Infection and Immunity ◽

10.1128/iai.00674-19 ◽

2019 ◽

Vol 87 (12) ◽

Author(s):

ByungHyun Kim ◽

TingTing Jiang ◽

Jun-Hyun Bae ◽

Hye Su Yun ◽

Seong Han Jang ◽

...

Keyword(s):

Staphylococcus Aureus ◽

Peritoneal Cavity ◽

Immune Activation ◽

Bacterial Cell ◽

Physical State ◽

Cell Envelope ◽

Innate Immune ◽

Soluble Form ◽

Content Type ◽

Bacterial Cell Envelope

ABSTRACT Upon microbial infection, host immune cells recognize bacterial cell envelope components through cognate receptors. Although bacterial cell envelope components function as innate immune molecules, the role of the physical state of the bacterial cell envelope (i.e., particulate versus soluble) in host immune activation has not been clearly defined. Here, using two different forms of the staphylococcal cell envelope of Staphylococcus aureus RN4220 and USA300 LAC strains, we provide biochemical and immunological evidence that the particulate state is required for the effective activation of host innate immune responses. In a murine model of peritoneal infection, the particulate form of the staphylococcal cell envelope (PCE) induced the production of chemokine (C-X-C motif) ligand 1 (CXCL1) and CC chemokine ligand 2 (CCL2), the chemotactic cytokines for neutrophils and monocytes, respectively, resulting in a strong influx of the phagocytes into the peritoneal cavity.

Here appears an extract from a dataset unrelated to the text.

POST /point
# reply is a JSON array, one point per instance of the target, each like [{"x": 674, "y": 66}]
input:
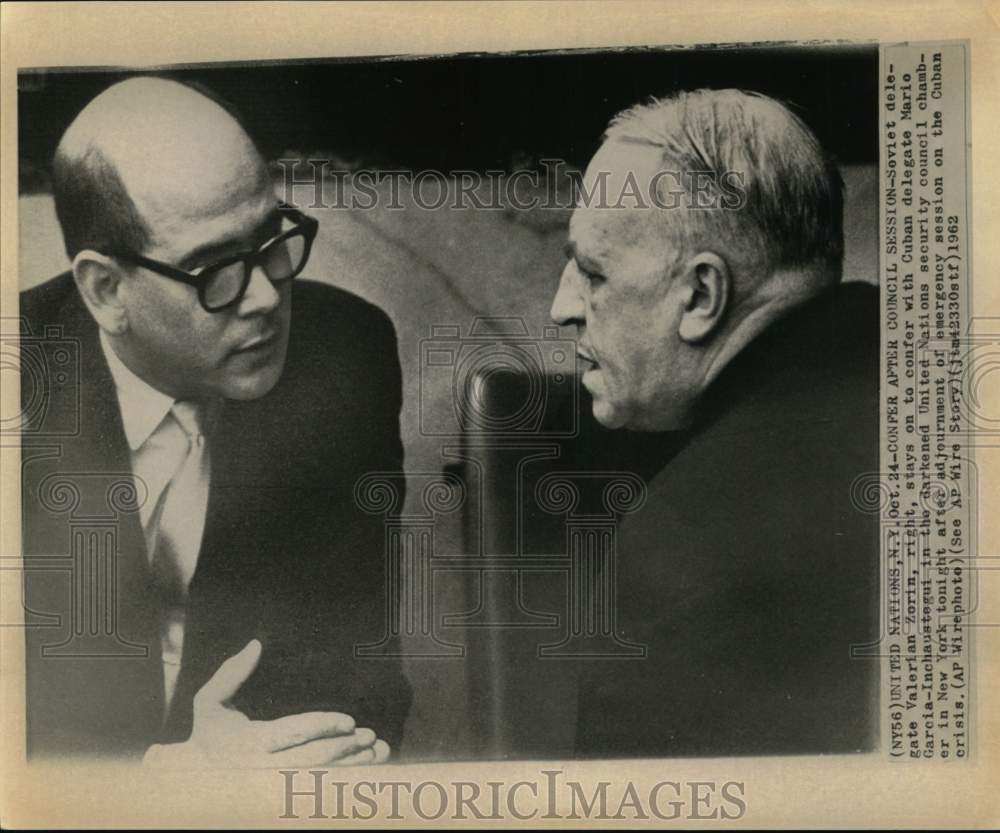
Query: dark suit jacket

In contrast, compared with PCE, the soluble form of cell envelope (SCE), which was derived from PCE by treatment with cell wall-hydrolyzing enzymes, showed minimal activity. PCE also induced the secretion of calprotectin (myeloid-related protein 8/14 [MRP8/14] complex), a phagocyte-derived antimicrobial protein, into the peritoneal cavity at a much higher level than did SCE. The injected PCE particles were phagocytosed by the infiltrated neutrophils and monocytes and then delivered to mediastinal draining lymph nodes. More importantly, intraperitoneally (i.p.) injected PCE efficiently protected mice from S. aureus infection, which was abolished by the depletion of either monocytes/macrophages or neutrophils. This study demonstrated that the physical state of bacterial cells is a critical factor for efficient host immune activation and the protection of hosts from staphylococcal infections.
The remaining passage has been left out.